Neujahrsempfang der Evangelischen Kirche in Bergisch Gladbach

Neujahrsempfang der Evangelischen Kirche in Bergisch Gladbach

Eine silberne Luther-Statue hatte Okko Herlyn mitgebracht. Als Gastprediger war der Theologe aus Duisburg zum Neujahrsempfang der Evangelischen Kirche Bergisch Gladbach eingeladen worden. Der Professor an der Evangelischen Hochschule in Bochum tritt auch als Kleinkünstler auf und warf in der Hebborner „Kirche Zum Heilsbrunnen“ einen ungewöhnlich kritischen Blick auf den Umgang mit Martin Luther im Jahr 2017. Vor genau 500 Jahren hatte der Reformator seine Thesen veröffentlicht.

Von einem „wahren Luther-Hype“ sprach Herlyn, ja sogar von einer Art „Heiligsprechung“ des Mannes.

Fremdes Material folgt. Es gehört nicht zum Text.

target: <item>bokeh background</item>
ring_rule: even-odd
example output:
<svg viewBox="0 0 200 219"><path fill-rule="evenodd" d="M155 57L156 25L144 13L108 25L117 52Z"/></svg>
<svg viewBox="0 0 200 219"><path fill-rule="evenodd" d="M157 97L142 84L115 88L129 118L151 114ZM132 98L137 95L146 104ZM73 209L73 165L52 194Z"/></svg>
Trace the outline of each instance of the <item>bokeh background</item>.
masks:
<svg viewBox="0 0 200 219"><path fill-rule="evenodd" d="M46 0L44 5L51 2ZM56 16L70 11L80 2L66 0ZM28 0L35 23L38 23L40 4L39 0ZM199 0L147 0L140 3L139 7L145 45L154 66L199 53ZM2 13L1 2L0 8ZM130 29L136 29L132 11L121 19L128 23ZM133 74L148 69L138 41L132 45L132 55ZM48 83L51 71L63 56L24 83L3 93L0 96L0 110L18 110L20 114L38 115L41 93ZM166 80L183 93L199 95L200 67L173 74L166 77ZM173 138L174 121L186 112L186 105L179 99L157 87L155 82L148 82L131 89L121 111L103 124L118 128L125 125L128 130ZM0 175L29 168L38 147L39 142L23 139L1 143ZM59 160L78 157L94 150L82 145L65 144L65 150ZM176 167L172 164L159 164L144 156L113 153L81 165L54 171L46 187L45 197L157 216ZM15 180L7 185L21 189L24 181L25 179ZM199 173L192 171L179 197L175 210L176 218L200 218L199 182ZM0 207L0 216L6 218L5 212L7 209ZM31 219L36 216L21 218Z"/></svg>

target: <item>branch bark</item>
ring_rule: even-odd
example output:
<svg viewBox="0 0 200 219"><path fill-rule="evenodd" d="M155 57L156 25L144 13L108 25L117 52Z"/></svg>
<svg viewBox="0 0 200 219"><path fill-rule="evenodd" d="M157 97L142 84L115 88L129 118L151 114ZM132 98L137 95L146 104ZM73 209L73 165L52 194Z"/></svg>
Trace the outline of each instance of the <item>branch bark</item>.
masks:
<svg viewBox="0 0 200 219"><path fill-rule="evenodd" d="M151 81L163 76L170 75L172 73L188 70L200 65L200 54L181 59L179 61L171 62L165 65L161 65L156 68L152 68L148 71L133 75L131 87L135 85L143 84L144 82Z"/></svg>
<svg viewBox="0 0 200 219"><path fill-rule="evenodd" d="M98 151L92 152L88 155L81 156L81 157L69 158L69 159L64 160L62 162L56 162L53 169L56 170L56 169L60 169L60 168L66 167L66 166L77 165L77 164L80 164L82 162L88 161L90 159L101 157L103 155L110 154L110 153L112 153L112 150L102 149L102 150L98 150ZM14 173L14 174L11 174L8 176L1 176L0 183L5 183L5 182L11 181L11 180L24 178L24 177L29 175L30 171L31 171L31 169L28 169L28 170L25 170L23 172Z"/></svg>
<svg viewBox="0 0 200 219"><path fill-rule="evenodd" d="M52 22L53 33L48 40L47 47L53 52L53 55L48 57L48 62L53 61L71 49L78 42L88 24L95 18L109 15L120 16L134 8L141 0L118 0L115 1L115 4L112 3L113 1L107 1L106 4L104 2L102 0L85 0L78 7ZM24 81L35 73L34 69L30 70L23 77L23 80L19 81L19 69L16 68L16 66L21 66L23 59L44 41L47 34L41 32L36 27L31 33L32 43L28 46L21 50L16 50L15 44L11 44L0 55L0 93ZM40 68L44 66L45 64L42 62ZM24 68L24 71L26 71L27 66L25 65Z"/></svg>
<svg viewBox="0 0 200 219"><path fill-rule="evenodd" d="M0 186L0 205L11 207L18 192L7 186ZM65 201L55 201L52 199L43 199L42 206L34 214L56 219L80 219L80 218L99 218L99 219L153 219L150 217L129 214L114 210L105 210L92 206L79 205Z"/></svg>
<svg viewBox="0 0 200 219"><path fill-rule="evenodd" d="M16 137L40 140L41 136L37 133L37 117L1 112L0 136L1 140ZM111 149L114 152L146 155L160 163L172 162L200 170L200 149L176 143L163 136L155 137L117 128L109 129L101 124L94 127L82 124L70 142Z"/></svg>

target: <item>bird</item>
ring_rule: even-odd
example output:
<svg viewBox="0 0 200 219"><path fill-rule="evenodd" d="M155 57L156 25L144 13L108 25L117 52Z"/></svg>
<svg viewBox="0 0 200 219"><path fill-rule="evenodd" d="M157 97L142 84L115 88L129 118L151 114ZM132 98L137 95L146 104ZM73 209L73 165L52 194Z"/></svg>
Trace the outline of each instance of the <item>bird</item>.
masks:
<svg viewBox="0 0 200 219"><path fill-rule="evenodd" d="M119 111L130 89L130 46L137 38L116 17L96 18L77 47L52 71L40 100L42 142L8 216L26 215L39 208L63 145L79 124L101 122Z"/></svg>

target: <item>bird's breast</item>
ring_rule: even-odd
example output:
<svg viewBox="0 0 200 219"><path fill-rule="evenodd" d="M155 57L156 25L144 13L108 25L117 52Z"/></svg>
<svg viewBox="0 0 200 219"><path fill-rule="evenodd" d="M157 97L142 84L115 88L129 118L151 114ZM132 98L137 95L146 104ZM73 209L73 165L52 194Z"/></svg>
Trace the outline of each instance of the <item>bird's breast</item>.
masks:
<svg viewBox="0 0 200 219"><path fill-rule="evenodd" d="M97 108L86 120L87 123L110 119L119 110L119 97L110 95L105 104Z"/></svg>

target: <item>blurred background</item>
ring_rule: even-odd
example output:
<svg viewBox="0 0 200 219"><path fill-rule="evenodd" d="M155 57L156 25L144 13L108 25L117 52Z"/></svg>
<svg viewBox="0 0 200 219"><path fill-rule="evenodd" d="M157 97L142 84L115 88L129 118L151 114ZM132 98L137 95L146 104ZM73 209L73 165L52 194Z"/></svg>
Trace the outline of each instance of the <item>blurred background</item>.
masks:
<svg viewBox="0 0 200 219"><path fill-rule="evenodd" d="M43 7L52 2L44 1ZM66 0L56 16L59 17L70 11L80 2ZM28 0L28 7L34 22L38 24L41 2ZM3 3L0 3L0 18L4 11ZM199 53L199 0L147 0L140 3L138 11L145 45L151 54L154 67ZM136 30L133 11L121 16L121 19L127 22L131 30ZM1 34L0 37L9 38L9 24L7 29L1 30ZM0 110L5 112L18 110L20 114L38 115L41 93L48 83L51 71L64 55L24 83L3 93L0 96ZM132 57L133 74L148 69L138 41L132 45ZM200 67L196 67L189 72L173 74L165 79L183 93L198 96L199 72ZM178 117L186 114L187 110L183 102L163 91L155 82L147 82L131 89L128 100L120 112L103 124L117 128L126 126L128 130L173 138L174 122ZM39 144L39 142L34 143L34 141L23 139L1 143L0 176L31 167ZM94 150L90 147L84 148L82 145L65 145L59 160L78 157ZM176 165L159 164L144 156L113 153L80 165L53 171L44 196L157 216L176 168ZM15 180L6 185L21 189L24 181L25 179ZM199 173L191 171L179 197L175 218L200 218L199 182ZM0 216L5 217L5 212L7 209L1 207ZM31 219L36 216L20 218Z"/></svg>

Mit viel Pathos, mannhaft, stark und mutig werde er heute häufig dargestellt. „Ob er besonders mutig war, wissen wir gar nicht. Aber an einer Stelle war er mutig“, sagte Herlyn und meinte den Prozess vor dem Wormser Reichstag 1521, auf den Luthers Ächtung folgte. Dort berief sich Luther allein auf Gott. „Nicht, weil er ein Besserwisser oder Sturkopf war“, so Herlyn. Er habe sein Gewissen alleine an Gott ausgerichtet und daher seine Thesen nicht widerrufen. Das habe ihn frei in seiner Entscheidung gemacht.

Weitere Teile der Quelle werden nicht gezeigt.